Influenza viruses are members of the family Orthomyxoviridae that includes seven genera: Influenzavirus A, Influenzavirus B, Influenzavirus C, Influenzavirus D.
The main clinical signs are: depression, anorexia, fever (up to 42°C), prostration, coughing, dyspnea, weakness nasal and ocular mucous discharge. Mortality is generally 1%–4%. The overt course of the disease is usually 3–7 days in uncomplicated infections, with clinical recovery of the herd almost as sudden as the onset.
Some increase in piglet mortality has been reported, and effects on herd fertility, including abortions in late pregnancy and embryonic resorptions, may follow outbreaks in naive herds. In many herds the main economic loss is from coinfections or secondary infections.
A classic acute outbreak of IAV is characterized by sudden onset and rapid spread through the entire herd, often within 1–3 days. IAV cycles among pigs when clinical signs are suppressed by immune responses because pigs may become reinfected with similar or distinct strains.
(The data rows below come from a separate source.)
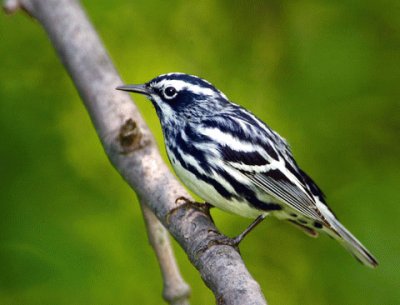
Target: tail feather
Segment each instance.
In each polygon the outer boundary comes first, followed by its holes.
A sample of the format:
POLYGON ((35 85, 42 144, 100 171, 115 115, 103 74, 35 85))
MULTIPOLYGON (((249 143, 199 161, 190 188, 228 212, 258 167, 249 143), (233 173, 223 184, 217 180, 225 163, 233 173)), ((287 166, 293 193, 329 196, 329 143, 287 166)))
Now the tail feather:
POLYGON ((330 236, 336 239, 362 264, 370 268, 378 266, 378 261, 375 257, 338 220, 329 220, 333 229, 337 232, 327 229, 330 236))

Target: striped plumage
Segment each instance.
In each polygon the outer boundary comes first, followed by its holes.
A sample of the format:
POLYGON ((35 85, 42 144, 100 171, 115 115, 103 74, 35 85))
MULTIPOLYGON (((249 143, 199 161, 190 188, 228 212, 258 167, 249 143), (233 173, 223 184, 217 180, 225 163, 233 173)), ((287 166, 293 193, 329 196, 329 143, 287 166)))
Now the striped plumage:
POLYGON ((177 176, 206 202, 244 217, 271 214, 313 236, 325 231, 365 265, 378 264, 336 219, 286 141, 209 82, 170 73, 118 89, 152 101, 177 176))

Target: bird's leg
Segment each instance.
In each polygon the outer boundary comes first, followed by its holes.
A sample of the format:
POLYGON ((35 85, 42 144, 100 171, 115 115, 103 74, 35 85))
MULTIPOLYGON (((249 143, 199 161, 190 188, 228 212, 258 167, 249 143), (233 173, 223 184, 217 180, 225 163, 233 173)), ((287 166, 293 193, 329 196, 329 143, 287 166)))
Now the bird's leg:
POLYGON ((202 211, 204 214, 210 216, 210 218, 211 218, 210 209, 214 207, 212 204, 210 204, 208 202, 202 203, 202 202, 197 202, 197 201, 191 201, 183 196, 178 197, 175 200, 175 203, 178 204, 178 203, 180 203, 180 201, 182 201, 183 203, 180 204, 179 207, 177 207, 177 208, 180 208, 182 206, 187 206, 187 207, 191 206, 197 210, 202 211))

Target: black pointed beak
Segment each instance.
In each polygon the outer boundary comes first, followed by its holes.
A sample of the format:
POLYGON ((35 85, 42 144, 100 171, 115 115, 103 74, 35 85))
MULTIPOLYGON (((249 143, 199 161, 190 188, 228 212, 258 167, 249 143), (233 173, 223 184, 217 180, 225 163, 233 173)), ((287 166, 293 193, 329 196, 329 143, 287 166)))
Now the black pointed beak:
POLYGON ((150 95, 153 93, 153 90, 151 90, 146 84, 143 85, 123 85, 123 86, 118 86, 115 88, 117 90, 122 90, 122 91, 128 91, 128 92, 136 92, 144 95, 150 95))

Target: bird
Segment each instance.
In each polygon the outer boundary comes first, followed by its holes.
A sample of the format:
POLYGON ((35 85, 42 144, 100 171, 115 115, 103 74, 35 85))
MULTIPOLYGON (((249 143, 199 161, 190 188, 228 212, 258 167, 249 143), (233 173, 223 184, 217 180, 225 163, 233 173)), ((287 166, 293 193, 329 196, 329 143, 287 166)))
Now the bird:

Lesions are confined to the thoracic cavity: affected areas of the lung are clearly demarcated, collapsed, and purplish red on gross inspection. They may be distributed throughout the lungs but tend to be more extensive and confluent ventrally. The airways contain a copious mucopurulent exudate, and the bronchial and mediastinal lymph nodes are edematous but rarely congested. There may be severe pulmonary edema, especially of interlobular septae, or a serous or serofibrinous pleuritis. Histologically the lesions are an exudative bronchiolitis with some interstitial pneumonia.
Diagnosis based on clinical signs consists on observing the sudden onset of a large number of pigs showing coughing, fever, and nasal secretions. However, subclinical and chronic influenza infections are common, and in those cases, cough and nasal secretions may be sporadic.
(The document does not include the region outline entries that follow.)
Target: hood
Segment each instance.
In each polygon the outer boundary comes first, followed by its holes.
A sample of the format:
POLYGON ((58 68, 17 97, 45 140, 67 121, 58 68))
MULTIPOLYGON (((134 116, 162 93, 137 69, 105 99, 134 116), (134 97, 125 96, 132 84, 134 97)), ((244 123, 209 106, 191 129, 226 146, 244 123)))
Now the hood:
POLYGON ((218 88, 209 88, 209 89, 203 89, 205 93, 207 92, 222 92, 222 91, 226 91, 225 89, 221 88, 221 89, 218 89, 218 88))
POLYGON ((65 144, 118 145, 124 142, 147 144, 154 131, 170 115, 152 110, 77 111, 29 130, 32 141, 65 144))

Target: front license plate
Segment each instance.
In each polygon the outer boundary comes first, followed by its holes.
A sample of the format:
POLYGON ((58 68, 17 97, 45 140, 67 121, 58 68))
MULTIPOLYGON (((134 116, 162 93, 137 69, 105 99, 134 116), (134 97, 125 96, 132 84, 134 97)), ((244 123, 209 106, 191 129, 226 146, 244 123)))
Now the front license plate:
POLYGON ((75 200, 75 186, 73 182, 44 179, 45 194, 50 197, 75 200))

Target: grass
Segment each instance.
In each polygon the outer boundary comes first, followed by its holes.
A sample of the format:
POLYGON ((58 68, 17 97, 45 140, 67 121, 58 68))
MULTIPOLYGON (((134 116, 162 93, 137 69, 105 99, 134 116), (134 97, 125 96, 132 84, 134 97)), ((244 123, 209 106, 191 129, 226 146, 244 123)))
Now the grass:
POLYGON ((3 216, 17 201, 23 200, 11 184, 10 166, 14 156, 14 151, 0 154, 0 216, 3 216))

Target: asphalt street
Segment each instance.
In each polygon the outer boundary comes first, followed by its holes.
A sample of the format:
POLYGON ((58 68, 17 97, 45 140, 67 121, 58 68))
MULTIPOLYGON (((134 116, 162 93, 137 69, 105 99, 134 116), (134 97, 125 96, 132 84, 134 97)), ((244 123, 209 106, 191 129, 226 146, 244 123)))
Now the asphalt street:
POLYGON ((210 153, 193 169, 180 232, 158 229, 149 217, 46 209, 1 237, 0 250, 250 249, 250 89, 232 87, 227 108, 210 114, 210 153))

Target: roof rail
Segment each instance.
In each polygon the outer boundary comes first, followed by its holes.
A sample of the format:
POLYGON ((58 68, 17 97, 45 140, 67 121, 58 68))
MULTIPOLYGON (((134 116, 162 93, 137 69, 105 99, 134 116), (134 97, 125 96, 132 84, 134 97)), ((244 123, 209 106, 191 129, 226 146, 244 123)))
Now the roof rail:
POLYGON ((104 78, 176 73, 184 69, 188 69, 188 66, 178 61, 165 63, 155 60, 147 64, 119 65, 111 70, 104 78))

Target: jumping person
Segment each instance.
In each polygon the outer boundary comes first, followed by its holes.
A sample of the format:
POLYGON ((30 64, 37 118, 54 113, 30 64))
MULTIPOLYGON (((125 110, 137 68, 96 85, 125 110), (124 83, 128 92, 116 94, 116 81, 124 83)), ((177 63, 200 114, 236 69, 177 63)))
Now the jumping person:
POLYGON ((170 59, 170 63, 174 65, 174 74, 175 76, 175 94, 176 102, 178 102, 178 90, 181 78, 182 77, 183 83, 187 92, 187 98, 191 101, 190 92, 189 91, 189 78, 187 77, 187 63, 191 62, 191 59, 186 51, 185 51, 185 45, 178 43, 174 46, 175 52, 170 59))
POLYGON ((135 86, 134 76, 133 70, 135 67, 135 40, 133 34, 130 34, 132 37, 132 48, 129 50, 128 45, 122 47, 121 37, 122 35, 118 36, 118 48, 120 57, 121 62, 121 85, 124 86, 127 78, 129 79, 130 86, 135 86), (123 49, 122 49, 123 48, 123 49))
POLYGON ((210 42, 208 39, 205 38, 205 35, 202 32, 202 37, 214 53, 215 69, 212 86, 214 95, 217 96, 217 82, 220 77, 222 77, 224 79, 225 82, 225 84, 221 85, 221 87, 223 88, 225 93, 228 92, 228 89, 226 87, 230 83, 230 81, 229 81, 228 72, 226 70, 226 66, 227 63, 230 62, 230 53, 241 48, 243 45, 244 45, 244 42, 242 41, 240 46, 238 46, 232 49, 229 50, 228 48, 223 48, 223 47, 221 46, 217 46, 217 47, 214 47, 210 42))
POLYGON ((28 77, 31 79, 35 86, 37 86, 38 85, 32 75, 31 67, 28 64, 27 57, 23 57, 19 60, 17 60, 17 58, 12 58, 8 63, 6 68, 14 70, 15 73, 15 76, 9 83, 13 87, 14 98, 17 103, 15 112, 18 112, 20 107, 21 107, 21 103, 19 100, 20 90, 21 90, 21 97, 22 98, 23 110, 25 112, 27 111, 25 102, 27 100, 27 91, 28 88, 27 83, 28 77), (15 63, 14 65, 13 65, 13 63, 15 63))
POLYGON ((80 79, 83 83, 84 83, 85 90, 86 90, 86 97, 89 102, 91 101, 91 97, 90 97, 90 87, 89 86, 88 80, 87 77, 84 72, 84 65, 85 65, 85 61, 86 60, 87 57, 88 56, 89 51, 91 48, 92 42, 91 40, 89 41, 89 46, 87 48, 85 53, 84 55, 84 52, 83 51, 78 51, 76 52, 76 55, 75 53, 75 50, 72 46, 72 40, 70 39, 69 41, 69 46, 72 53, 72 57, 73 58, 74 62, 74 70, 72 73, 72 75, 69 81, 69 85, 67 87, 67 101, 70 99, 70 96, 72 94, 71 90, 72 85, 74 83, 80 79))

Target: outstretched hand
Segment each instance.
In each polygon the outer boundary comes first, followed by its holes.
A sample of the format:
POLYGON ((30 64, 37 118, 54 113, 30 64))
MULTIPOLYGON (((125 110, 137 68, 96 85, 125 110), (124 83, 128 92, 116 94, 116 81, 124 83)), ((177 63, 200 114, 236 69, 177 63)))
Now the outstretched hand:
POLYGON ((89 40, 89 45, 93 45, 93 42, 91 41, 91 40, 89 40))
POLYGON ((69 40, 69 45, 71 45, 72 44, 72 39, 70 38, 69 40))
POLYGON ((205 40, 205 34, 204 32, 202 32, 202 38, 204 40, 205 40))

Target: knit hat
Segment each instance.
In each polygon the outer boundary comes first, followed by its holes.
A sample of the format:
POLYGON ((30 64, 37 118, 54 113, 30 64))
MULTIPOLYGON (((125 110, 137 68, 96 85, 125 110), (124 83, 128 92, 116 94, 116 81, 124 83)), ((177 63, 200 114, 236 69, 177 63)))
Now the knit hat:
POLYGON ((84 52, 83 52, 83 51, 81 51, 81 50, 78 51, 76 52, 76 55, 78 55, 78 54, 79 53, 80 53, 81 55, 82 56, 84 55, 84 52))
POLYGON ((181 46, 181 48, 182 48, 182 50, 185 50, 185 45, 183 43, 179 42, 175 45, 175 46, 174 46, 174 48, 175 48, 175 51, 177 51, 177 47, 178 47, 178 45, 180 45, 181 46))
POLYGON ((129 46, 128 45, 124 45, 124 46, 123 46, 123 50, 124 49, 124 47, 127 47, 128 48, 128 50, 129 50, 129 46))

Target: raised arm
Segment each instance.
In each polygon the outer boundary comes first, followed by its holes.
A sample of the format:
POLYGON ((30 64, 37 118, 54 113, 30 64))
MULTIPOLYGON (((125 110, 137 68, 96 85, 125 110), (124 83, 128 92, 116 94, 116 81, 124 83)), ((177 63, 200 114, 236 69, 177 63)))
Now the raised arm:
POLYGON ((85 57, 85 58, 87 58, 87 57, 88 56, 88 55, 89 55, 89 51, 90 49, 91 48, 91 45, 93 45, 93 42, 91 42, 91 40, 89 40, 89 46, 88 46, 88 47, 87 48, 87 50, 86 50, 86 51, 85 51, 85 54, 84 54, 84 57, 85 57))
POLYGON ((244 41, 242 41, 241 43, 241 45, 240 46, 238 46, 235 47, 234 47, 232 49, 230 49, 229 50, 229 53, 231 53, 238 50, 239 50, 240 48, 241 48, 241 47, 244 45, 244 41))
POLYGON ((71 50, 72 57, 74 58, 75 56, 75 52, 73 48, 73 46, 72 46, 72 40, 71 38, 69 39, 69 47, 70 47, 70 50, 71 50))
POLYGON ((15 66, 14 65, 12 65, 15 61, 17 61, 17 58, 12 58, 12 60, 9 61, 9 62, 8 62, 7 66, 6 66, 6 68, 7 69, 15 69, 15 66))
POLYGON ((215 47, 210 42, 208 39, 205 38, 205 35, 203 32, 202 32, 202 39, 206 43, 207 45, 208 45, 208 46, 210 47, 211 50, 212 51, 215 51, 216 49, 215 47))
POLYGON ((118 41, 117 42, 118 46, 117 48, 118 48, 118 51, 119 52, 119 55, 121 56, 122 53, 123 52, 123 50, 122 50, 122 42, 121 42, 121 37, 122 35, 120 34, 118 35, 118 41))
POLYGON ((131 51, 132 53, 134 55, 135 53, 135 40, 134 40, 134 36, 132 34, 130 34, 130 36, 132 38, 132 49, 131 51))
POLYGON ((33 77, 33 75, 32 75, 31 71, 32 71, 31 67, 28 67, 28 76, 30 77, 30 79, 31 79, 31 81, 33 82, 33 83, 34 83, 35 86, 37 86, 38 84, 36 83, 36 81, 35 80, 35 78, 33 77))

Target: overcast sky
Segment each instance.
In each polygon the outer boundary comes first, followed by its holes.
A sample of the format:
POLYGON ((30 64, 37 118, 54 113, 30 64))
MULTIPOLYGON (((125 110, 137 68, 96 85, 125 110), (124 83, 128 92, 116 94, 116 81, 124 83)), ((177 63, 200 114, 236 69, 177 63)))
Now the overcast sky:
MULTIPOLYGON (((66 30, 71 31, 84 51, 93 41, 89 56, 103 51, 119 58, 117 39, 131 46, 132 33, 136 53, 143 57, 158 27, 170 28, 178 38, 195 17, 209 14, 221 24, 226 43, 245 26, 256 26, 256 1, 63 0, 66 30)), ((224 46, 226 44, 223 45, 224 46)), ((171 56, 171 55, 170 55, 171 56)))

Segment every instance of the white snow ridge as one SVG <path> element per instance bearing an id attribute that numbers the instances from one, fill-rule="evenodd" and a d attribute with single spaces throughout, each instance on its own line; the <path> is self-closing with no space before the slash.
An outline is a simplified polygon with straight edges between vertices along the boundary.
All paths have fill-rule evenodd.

IAV is confirmed by detecting the influenza virus by RT-PCR, virus isolation, and by detecting antibodies against IAV in nonvaccinated animals. Virus can be isolated from nasal and oral secretions in the febrile phase, from affected lung tissue in the early acute stage, or from udder wipes collected from sows with infected suckling piglets. Sequencing may be needed to select epidemiologically relevant strains that may be needed for evaluating virus-specific antibodies or custom vaccine production.
TREATMENT, PREVENTION AND CONTROL:
Antimicrobials may reduce secondary bacterial infections and antipyretics may provide symptomatic relief. Vaccination and strict import controls are the only specific preventive measures. Sow vaccination attempts to maximize the transfer of maternal immunity to the progeny. Piglet vaccination is possible but interaction with maternal antibodies should be considered.
Good management practices, such as strict all-in/all-out procedures; limiting movement of pigs and sows within farrowing rooms and between pens, rooms and barns; and freedom from stress help reduce transmission and losses.